Asira al-Qibiya si trova nell’Area B che, secondo l’accordo di Oslo, dovrebbe essere soggetta ad Israele per quanto riguarda la sicurezza, e alla Palestina per quel che concerne la sua amministrazione. L’insediamento colonico più vicino al villaggio è quello di Yitzhar, situato nell’Area C e quindi sotto il pieno controllo israeliano.
L’organizzazione di monitoraggio “Think Tank” di Washington ha recentemente affermato che più del 90% dei villaggi attaccati sono situati in aree il cui controllo spetterebbe a Israele.

Una delle vittime delle violenze perpetrate dai coloni è Ibrahim Makhlouf, padre di sei figli. “Dal 2001 gli attacchi sono diventati sempre più frequenti ed organizzati”, afferma Makhlouf, 50 anni. “Gli aggressori indossano tutti le stesse uniformi e ce n’è sempre uno che impartisce gli ordini”.

La casa di Ibrahim, insegnante del villaggio, si trova a circa 60 metri dalle abitazioni più vicine dell’insediamento ebraico di Yitzhar.
Il 12 dicembre scorso, circa 200 coloni irruppero nel villaggio lanciando pietre contro le case palestinesi, frantumando finestre e danneggiando le automobili.
“Mi svegliai al rumore delle pietre che ci venivano scagliate contro, quindi salimmo tutti in soffitta. I bambini avevano cominciato a urlare, così ci barricammo in casa”, racconta Makhlouf.

Il Pchr ha spiegato che queste aggressioni sono ormai consuete e il loro numero è triplicato negli ultimi cinque anni. L’incaricato delle Nazioni Unite per la Coordinazione delle Attività Umanitarie ha affermato che gli attacchi dei coloni, nel 2011, hanno presentato un incremento del 50% rispetto all’anno precedente.
I villaggi situati fuori dalla giurisdizione dell’Autorità palestinese, sono costretti a difendersi da soli contro attacchi sempre più frequenti.
“Ci attaccano per costringerci ad andarcene. Ma se me ne andassi prenderebbero la mia casa. E poi? Dove andrei?”. Makhlouf spiega che alcune volte anche l’esercito israeliano partecipa alle aggressioni, limitandosi però a lanciare gas lacrimogeni contro i palestinesi.
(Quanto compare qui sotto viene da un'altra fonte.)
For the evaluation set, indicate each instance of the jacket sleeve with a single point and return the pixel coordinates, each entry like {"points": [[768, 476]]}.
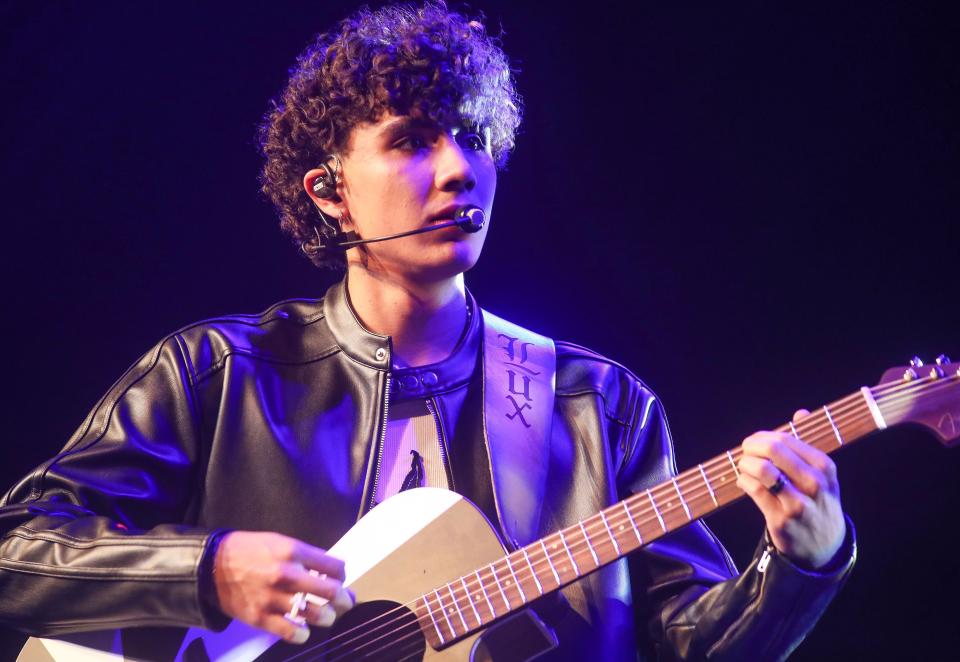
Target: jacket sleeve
{"points": [[85, 540], [690, 602]]}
Vivendo ad un centinaio di metri dal villaggio, i coloni possono irrompere quando vogliono, consapevoli del fatto che se la situazione degenerasse, l’esercito israeliano sarebbe pronto ad intervenire.
Il sindaco è convinto che i coloni non avrebbero il coraggio di attaccare, se non avessero l’appoggio delle forze armate.
“Ormai sempre più palestinesi originari dei villaggi del distretto lasciano Nablus per ritornare nei loro paesi natii per poterli difendere”, dice Abdel Hadi, “così come i palestinesi che lavorano in Israele”.
“Se la resistenza ai coloni viene organizzata, può essere un valido deterrente nei confonti degli attacchi, specialmente se gli abitanti dei villaggi sono più numerosi dei coloni”.

Ormai la disparità della violenza tra abitanti dei villaggi e coloni è tale che la tendenza a compiere attacchi poco intensi ma sempre più frequenti continuerà  ad oltranza senza una soluzione politica.
“La maggior parte delle persone della società vuole vivere pacificamente”, afferma il sindaco.
“Ma quando vedo un colono, in lui riconosco Netanyahu che dice ‘non voglio nessuna pace’”.